2. The method of claim 1 for providing a prognosis of a successful ongoing pregnancy.

3. The method of claim 1 for providing a prognosis of successful implantation of a cultured embryo.

4. The method of claim 3, wherein said method can differentiate between a successful implantation leading to an ongoing pregnancy or a negative pregnancy.

5. The method of claim 1 wherein the sample comprises fluid surrounding an embryo in culture.

6. The method of claim 5, wherein a chromosomal abnormality is detected in the embryo.

7. The method of claim 6, wherein said chromosomal abnormality is an aneuploidy.

8. The method of claim 1 for providing a prognosis of a disorder of pregnancy.
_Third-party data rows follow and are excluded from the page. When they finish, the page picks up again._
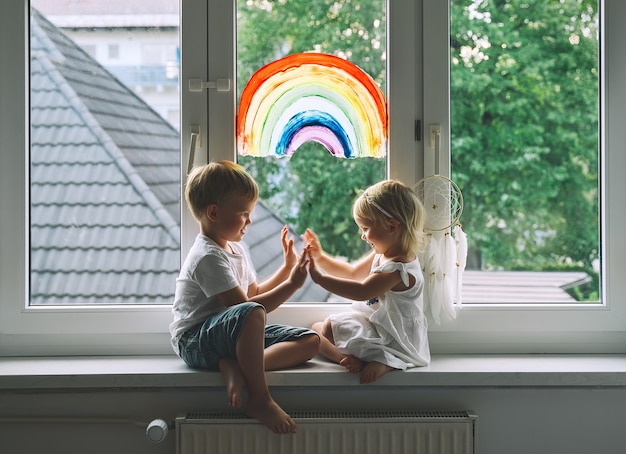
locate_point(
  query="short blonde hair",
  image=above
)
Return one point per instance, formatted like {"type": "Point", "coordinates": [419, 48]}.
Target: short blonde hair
{"type": "Point", "coordinates": [214, 183]}
{"type": "Point", "coordinates": [393, 199]}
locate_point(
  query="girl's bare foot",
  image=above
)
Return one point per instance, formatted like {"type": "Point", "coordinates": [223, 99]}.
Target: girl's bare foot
{"type": "Point", "coordinates": [269, 413]}
{"type": "Point", "coordinates": [235, 381]}
{"type": "Point", "coordinates": [373, 371]}
{"type": "Point", "coordinates": [352, 363]}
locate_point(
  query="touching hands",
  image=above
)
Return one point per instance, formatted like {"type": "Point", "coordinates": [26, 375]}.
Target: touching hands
{"type": "Point", "coordinates": [289, 254]}
{"type": "Point", "coordinates": [299, 272]}
{"type": "Point", "coordinates": [314, 247]}
{"type": "Point", "coordinates": [314, 271]}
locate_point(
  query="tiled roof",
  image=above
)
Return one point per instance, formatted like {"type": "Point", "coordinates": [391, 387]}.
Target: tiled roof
{"type": "Point", "coordinates": [105, 208]}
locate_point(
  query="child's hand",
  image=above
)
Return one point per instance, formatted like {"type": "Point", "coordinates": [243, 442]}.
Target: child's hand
{"type": "Point", "coordinates": [289, 254]}
{"type": "Point", "coordinates": [314, 247]}
{"type": "Point", "coordinates": [299, 271]}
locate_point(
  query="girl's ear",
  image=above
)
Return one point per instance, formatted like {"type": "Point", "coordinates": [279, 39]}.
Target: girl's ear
{"type": "Point", "coordinates": [211, 212]}
{"type": "Point", "coordinates": [393, 225]}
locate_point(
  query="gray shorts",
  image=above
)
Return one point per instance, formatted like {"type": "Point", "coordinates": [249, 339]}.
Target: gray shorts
{"type": "Point", "coordinates": [204, 345]}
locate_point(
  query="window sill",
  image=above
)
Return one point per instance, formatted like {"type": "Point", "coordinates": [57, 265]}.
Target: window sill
{"type": "Point", "coordinates": [167, 371]}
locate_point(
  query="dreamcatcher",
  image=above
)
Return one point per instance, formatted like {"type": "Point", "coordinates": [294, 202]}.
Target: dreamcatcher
{"type": "Point", "coordinates": [444, 258]}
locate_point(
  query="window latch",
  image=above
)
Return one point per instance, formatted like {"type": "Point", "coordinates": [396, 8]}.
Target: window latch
{"type": "Point", "coordinates": [197, 85]}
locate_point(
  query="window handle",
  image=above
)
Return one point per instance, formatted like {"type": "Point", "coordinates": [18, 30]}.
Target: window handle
{"type": "Point", "coordinates": [197, 85]}
{"type": "Point", "coordinates": [435, 144]}
{"type": "Point", "coordinates": [194, 142]}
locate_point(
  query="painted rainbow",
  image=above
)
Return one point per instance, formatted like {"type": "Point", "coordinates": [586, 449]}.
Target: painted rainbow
{"type": "Point", "coordinates": [312, 97]}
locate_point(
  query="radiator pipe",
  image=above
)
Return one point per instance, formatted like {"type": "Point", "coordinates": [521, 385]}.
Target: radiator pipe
{"type": "Point", "coordinates": [156, 430]}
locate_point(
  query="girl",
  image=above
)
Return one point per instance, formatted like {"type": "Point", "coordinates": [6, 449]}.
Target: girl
{"type": "Point", "coordinates": [386, 328]}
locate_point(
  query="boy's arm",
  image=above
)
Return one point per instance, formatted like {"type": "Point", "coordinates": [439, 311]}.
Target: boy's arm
{"type": "Point", "coordinates": [289, 261]}
{"type": "Point", "coordinates": [273, 298]}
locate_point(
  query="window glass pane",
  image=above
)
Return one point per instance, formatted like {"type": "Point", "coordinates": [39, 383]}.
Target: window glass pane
{"type": "Point", "coordinates": [105, 153]}
{"type": "Point", "coordinates": [525, 147]}
{"type": "Point", "coordinates": [312, 188]}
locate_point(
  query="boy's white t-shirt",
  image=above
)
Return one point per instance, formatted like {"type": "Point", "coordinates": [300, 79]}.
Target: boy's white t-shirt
{"type": "Point", "coordinates": [208, 270]}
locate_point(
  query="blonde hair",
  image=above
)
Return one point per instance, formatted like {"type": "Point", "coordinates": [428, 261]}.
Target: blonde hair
{"type": "Point", "coordinates": [391, 199]}
{"type": "Point", "coordinates": [214, 183]}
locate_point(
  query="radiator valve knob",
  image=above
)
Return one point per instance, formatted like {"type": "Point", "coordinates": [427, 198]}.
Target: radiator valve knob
{"type": "Point", "coordinates": [157, 431]}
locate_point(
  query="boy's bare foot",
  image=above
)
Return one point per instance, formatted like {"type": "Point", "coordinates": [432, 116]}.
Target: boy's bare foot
{"type": "Point", "coordinates": [352, 363]}
{"type": "Point", "coordinates": [373, 371]}
{"type": "Point", "coordinates": [235, 381]}
{"type": "Point", "coordinates": [269, 413]}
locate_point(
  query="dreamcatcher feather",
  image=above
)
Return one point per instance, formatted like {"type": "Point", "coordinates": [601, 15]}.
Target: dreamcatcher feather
{"type": "Point", "coordinates": [445, 255]}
9. The method of claim 8 wherein said disorder of pregnancy is selected from pre-eclampsia, Hyperemesis Gravidarum, or Gestational trophoblastic diseases.

10. The method of claim 8 wherein said disorder of pregnancy is a spontaneous abortion or a multiple pregnancy.

11. The method of claim 1 wherein the sample is obtained from a pregnant woman.

12. The method of claim 11 wherein the sample is selected from urine, blood or serum sample.

13. The method of claim 1 wherein the sample is diluted prior to direct mass spectral analysis.

14. A method according to claim 1, wherein the spectra obtained from the direct mass spectral analysis is normalized.

15. A method according to claim 1, wherein each sample is compared against a reference spectral model of expected mass between about 500 m/z-100,000 m/z determined from statistical analysis of a collection of samples obtained from normal ongoing pregnancies.

16. A method according to claim 1, wherein the mass spectral analysis carried out by mass spectrometry.

17. A method according to claim 11, wherein the mass spectrometry is matrix-assisted laser desorption/ionization time of-flight mass spectrometry (MALDI-ToF MS).